The New Global Insecurity: How Terrorism, Environmental Collapse, Economic Inequalities, and Resource Shortages Are Changing Our World

The New Global Insecurity: How Terrorism, Environmental Collapse, Economic Inequalities, and Resource Shortages Are Changing Our World

The New Global Insecurity: How Terrorism, Environmental Collapse, Economic Inequalities, and Resource Shortages Are Changing Our World

The New Global Insecurity: How Terrorism, Environmental Collapse, Economic Inequalities, and Resource Shortages Are Changing Our World

Excerpt

The New Global Insecurity explores the profoundly new kind of insecurity arising from globalization that people around the world are experiencing in the twenty-first century. Threats to our security are coming from even the most remote and economically deprived parts of the world, and from new and unexpected sources. In addition to military hardware, food, health, environmental degradation, economic collapse, and other sources that are the focus of traditional “realist” and “human security” schools of thought, we must now give priority to identity, particularly collective identity. Threatened collective identities are integral to our feelings of insecurity in the first decades of the twenty-first century.
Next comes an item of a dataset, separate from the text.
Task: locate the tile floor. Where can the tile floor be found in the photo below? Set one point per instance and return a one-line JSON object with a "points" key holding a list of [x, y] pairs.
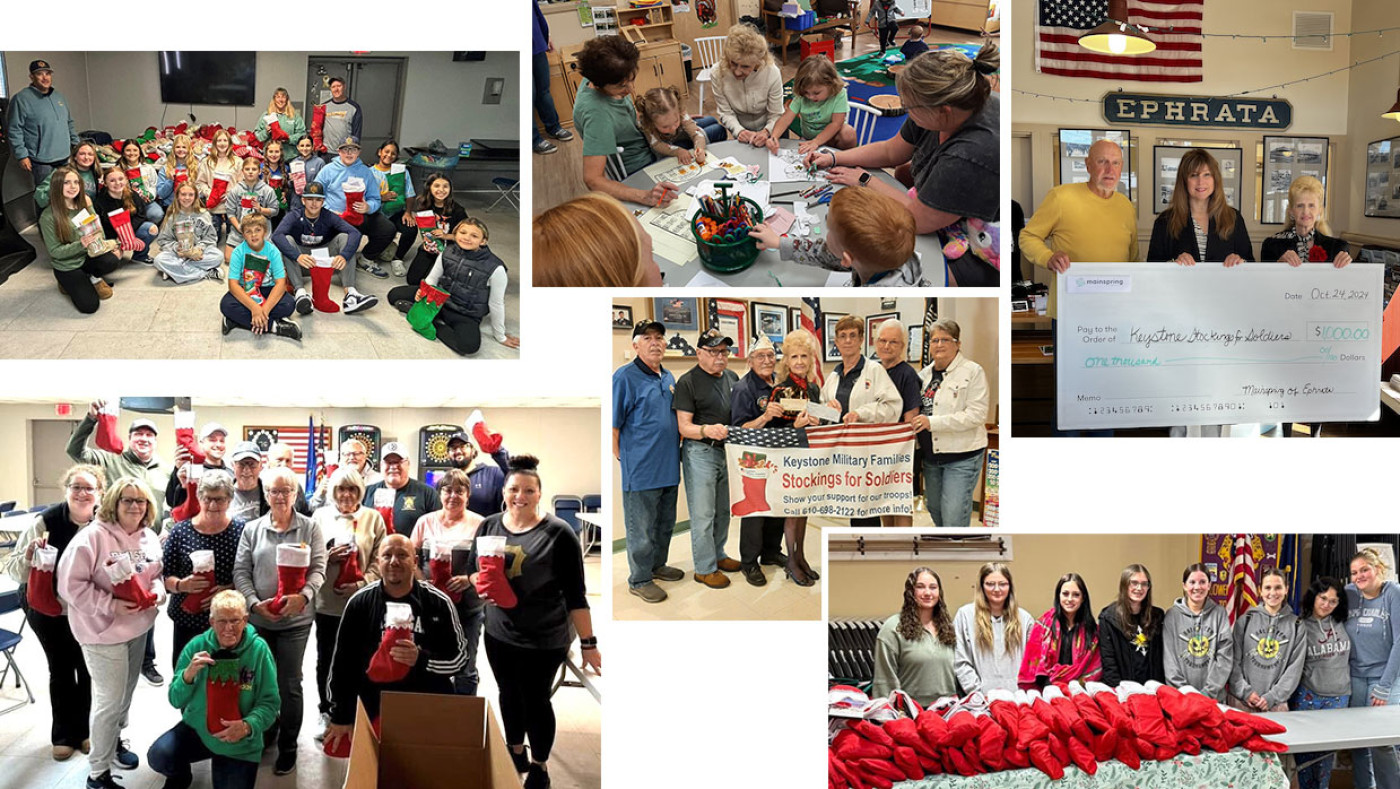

Globalized security translates to interconnected insecurity; a security threat in one part, even a seemingly peripheral part, of the world now necessarily threatens other parts. The new globalized security is impacting all of our lives, because we have all become actual or potential targets of security threats from terrorism to global warming to swift and unpredicted economic downturns. This new trend began with the development of biological weapons by the superpowers during the Cold War, when civilians became the potential targets for biological attacks in possible wars between the United States and the Soviet Union. This was a new kind of warfare in which biological agents would be used on a large scale against civilians to immobilize the enemy military. Fortunately for humankind, large scale biological warfare never actually took place. Although the Cold War has now ended, we are not safe because terrorists and other non-state actors have taken up the tactic of attacking civilians. In this new situation, attacks can come from anywhere . . .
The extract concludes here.